1) quelqu'un aurait-il des infos sur cette "représentation"?
2) Si cette collaboration est avérée, de quand date-t-elle?
3) Yence a-t-il joué un rôle dans les "actions patriotiques" des Michelin avant-guerre (Concours Aéro-cible, etc..)? Sinon y-a-t-il un un autre aviateur militaire ayant joué un rôle de conseiller dans ces initiatives?
Merci d'avance
Cordialement
Claude
Re: Raymond Yence, Michelin et l'aviation
Publié : jeu. août 23, 2012 8:27 pm
par amboise37
Bonjour Claude,
je vais essayer de répondre à tes questions :
1) Michelin avait proposé d'offrir 100 avions de bombardement en août 1914. Offre rejetée, parce la guerre ne devait pas durer longtemps ; mais aussi parce que le bombardement ne semblait pas intéresser le responsables de l'aéronautique ; enfin parce que Michelin était un fabricant de pneus, pas d'avions... André Michelin a trouvé des oreilles plus attentives en novembre, celles de Millerand, en proposant de travailler avec Breguet et Renault. Une commission a été créée et le représentant de Michelin était en effet le capitaine Yence.

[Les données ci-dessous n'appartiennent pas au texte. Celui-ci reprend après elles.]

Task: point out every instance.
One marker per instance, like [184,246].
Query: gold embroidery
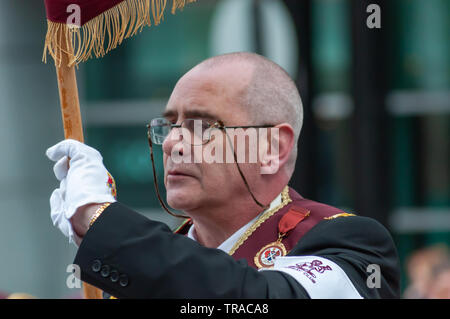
[285,199]
[339,215]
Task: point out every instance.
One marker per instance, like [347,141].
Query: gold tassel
[105,32]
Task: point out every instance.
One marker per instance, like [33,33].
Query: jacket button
[114,276]
[105,271]
[96,265]
[123,280]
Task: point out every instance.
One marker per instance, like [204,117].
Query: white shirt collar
[228,244]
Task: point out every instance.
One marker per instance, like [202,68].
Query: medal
[265,257]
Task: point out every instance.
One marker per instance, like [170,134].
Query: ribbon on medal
[265,257]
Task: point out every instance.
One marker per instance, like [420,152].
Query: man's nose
[173,142]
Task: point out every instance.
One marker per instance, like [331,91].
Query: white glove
[82,181]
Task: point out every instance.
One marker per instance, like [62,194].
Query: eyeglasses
[196,132]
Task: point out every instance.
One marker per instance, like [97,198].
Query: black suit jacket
[129,256]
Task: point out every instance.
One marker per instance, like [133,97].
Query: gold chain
[285,199]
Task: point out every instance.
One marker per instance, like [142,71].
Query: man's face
[206,94]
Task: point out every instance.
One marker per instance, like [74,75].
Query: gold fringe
[120,22]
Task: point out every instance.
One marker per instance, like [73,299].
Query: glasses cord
[183,216]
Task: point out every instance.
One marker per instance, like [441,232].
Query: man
[249,235]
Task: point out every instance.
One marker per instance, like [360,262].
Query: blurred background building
[376,100]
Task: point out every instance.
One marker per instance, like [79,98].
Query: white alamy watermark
[374,279]
[373,21]
[74,19]
[73,280]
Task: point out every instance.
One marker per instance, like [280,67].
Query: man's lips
[178,173]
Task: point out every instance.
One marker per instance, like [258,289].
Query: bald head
[269,95]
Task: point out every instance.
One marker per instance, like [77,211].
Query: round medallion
[265,258]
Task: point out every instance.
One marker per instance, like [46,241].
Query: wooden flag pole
[71,115]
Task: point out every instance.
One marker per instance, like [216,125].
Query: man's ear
[275,153]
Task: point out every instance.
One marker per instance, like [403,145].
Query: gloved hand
[84,180]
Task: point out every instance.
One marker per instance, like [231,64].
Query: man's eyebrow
[169,114]
[191,114]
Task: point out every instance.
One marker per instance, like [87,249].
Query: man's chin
[181,199]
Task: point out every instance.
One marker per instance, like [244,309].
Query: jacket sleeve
[346,257]
[129,256]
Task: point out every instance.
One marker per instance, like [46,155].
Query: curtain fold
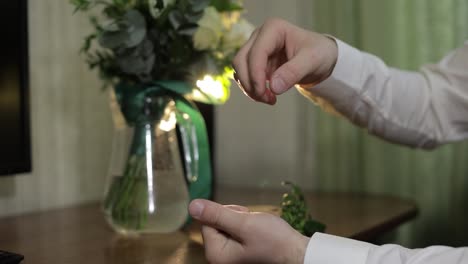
[405,34]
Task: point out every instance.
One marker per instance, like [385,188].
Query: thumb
[217,216]
[289,74]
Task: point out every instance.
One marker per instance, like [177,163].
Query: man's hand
[284,55]
[232,234]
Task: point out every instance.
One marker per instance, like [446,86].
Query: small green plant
[296,213]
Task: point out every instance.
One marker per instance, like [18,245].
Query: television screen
[15,154]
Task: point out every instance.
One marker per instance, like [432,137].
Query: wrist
[298,250]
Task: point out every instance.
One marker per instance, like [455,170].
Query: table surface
[80,234]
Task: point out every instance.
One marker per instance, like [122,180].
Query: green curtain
[405,34]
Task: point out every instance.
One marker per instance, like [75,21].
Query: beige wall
[260,145]
[69,117]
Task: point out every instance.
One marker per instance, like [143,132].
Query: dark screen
[14,128]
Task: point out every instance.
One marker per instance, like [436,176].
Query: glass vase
[147,190]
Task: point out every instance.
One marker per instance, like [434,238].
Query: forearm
[420,109]
[324,248]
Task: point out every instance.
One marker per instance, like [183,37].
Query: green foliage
[225,5]
[137,41]
[296,213]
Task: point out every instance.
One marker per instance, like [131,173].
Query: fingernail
[236,78]
[278,85]
[196,209]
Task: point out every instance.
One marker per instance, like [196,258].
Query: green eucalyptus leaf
[296,212]
[176,19]
[137,61]
[199,5]
[193,18]
[127,32]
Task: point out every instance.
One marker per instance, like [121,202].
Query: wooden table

2) Elle date de là, je crois. Reste à savoir comment ils se sont rencontrée.
3) A priori non. La famille Michelin s'est très tôt et complètement convertie à l'aviation. Jules Hauvette-Michelin s'est d'ailleurs tué en aéroplane en 1910. Leurs actions sont à la rencontre de leur intérêt pour l'aviation et de leur patriotisme (aéro-cible, prix Michelin, coupe Michelin, les cents avions offerts, le millions, la prime pour les avions allemands abattus).
L'aviateur qui a beaucoup oeuvré pour Michelin, c'est André de Bailliancourt (dit Courcol) qui est passé par l'escadrille du Camp retranché de Paris.
Sur Michelin et l'aviation, je recommande le livre d'Antoine Champeaux, chez Lavauzelle, "Michelin et l'aviation". Antoine Champeaux est docteur en histoire et était lieutenant-colonel d'infanterie de marine lorsque je l'ai rencontré à Tours.
Didier
Re: Raymond Yence, Michelin et l'aviation
Publié : jeu. août 23, 2012 10:39 pm
par CTP
Bonsoir Didier, bonsoir à tous.
Merci pour ta réponse, mais...
Je m'interroge sur plusieurs points qui soulèvent des questions comme:
1) Comment se fait-il qu'un
officier militaire représente une
société privée dans une
commission militaire sur un dossier dont les tenants et aboutissants militaro-industriels sont évidents ( le coût total de l'opération dépasse largement les montants investis par Michelin dans l'opération Breguet-Michelin et l'on est loin des
cent avions offerts. Et la question du bombardement est vite sensible au début de la guerre).
Le dossier des relations entreprises privées/aviation militaire, dans lequel Yence est un exemple, mais il y en a d'autres, reste à ouvrir , sans idée préconçues ni parti-pris. J'ai juste entre-ouvert la porte avec le débat de fin 1913-début 1914 autour du budget de l'aviation
(
Comité national pour l'aéronautique militaire ).
Un exemple pendant le conflit: le biplan Salmson-Moineau, avec Moineau lui aussi pilote militaire d'avant-guerre.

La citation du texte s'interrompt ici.